This summary is based on the third quarter fiscal 2008 earnings call conducted by Urban Outfitters Inc. (URBN: chart) on November 8, 2007.
Chairman of the Board, President: Richard A. Hayne
Chief Executive Officer, Director: Glen T. Senk
President of Urban Brand, Worldwide: Tedford G. Marlow
Chief Financial Officer: John E. Kyees
President, Free People Brand: Meg Hayne
Key Investors Issues
- Earnings per share increased to 27 cents from 21 cents in the prior year.
- Quarterly revenue rose 23% over prior year to $379.3 million.
- Fiscal year to date, earnings totaled $106.6 million or 63 cents per share.
Third Quarter Fiscal 2008 Financial Highlights
The net sales jumped by 23% to $379.3 million.
Total company comparable store sales grew by 8%, driven by increases of 17% and 16% at Anthropologie and Free People stores, respectively. Urban Outfitters comparable store sales increased slightly during the quarter. Direct-to-consumer sales increased 30% and Free People Wholesale sales rose 34% for the quarter. The company’s new and non-comparable store sales generated $34.8 million in sales.
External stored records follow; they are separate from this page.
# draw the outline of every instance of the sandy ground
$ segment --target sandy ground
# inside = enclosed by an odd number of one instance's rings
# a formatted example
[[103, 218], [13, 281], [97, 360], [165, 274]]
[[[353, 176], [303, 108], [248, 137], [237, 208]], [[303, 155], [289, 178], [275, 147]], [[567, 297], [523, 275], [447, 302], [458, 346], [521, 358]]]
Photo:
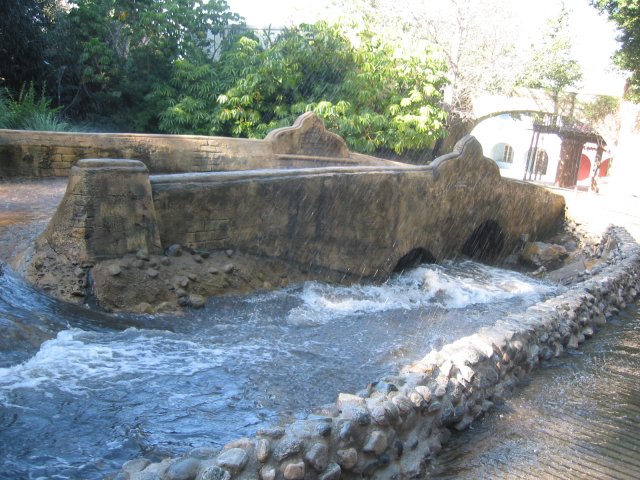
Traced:
[[67, 188], [66, 178], [0, 180], [0, 262], [12, 263], [46, 228]]
[[640, 242], [640, 187], [636, 194], [551, 190], [564, 196], [571, 218], [593, 234], [603, 232], [609, 225], [616, 225], [625, 227]]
- For the second quarter in a row, all merchandise divisions were double-digit comp positive at the Anthropologie retail business, with women’s and intimate apparel leading the trend.
- In the Free People retail business, the core of the business, women’s apparel, was also double-digit comp positive.
- At the Urban Outfitters retail business, the biggest opportunity remains with the women’s apparel and accessory divisions, both of which were slightly negative.
Geographic sales variances were minimal throughout the company, with the exception of Urban Outfitters, where the regional variance was modestly pronounced with the south and northeast regions performing the best, followed by the Midwest and west.
Comparable store average unit retail prices for the company remain relatively flat, with Anthropologie up 3%, Free People up 4%, and Urban Outfitters down 5%.
Units per transaction were up 1% in total, with minor variances by brand.
During the quarter, the firm continued to expand its store base.
Selling square footage increased 14% compared to the same period last year. The firm opened four new Anthropologie stores, bringing the total to 100; two new Free People stores, bringing the total to 13; and six new Urban Outfitters stores, bringing the total to 117. New store performance is ahead of plan for all three brands, pointing to the firm’s improved real estate selection process.
Total direct channel sales jumped 30% against the same quarter last year to $46.8 million, relative to a circulation increase of 4% or 11 million catalogs.
The channel achieved a 12.3% penetration to total company sales, an increase of 67 basis points. All brands contributed to this performance as the company experienced a 24% increase in web site visits and a 3% increase in average order value. The strong trend continued from the second quarter to third quarter for Free People wholesale, where total quarter sales increased 34% versus the same quarter last year to $26.8 million. Improvements were across the entire wholesale customer base, driven by a 26% increase in unit sales and a 7% increase in average selling price. Equally important, sell-through and margin data from the customers continues to be extremely positive. The firm ranks as one of the most productive and profitable vendors on the contemporary floor.
The gross profit margins increased by 128 basis points to 39.5% versus the prior year period.
This performance is significantly better than the first two quarters of the year and it underscores the strength of the Anthropologie and Free People divisions. The company still has opportunity for improvement. The company’s markdowns were below last year but above plan and the firm’s historical average, driven largely by markdowns taken at the Urban Outfitters retail business to clear seasonal product.
In addition, store occupancy leveraged 72 basis points, driven by the Anthropologie retail business. The company achieved a 20% reduction in this year’s per square foot construction costs. The firm believes that it will continue to leverage occupancy expense provided it meets or exceeds its modest comp sales plans.
During the quarter, comparable store inventories rose by 6%.
Total company inventories grew by $33.1 million or 18% on a year-over-year basis. The acquisition of inventory to stock new retail stores was the primary factor for this increase.